Even as I am typing this I am checking Facebook, twitter, downloading a show and eating my dinner. Sure if I eliminated all of these distractions I may be able to write this post quicker, but sometimes I just can’t seem to find the right word and my brief scroll through Facebook allows my brain to trigger just the word I was looking for. Is it reasonable to think students can sit for a half an hour, an hour and complete an assignment? What if they are just not able to muster up exactly what they want to say at that moment? Is it an accurate reflection of their abilities if we put a time limit on something or say hand in what you have completed or this is due on such and such day and there is no more class time to complete it?

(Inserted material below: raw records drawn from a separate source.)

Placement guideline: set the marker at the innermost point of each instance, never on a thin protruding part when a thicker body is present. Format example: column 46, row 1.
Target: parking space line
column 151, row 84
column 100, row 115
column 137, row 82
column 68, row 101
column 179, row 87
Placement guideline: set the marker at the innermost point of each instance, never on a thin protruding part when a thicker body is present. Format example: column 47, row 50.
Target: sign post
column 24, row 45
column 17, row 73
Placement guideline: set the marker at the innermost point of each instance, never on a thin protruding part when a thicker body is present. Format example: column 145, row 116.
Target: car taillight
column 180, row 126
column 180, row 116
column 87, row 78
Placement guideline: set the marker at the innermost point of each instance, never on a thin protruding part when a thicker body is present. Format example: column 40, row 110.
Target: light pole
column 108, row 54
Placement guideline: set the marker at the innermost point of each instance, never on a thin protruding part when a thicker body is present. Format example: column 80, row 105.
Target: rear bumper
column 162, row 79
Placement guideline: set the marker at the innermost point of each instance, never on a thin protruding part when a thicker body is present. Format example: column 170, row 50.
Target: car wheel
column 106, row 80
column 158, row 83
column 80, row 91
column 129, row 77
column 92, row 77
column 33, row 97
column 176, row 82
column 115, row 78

Occasionally students are genuinely off task and are choosing not to use their class time, however the majority of my students are thinking, asking questions and generating ideas related to the task they are completing. Everything I know about 21st century learning and learning that is relevant and authentic requires time. But when do you as a teacher decide the time is up? Or, should it even be our decision, should students have more of a role in determining the time factor?

I rarely put due dates on assignments. I always tell students that I don’t want to have a due date looming over them because I want them to focus on doing a good job rather than just getting it done. As well, if they are showing me that they need more time because they want to understand it more fully or they want to gather more resources, why rush them?

I have more questions than answers in this post and I am hoping for some insight. I don’t want to design work that requires simple regurgitation of answers, the kind of tasks that can be given a time limit because there is minimal thinking involved. Though, I also don’t want to have students feel as though they have all the time in the world. Deadlines, due dates, time constraints are a reality and there is other engaging and necessary learning that needs to be done.

Which leads me to my final question, what does time look like in your classroom?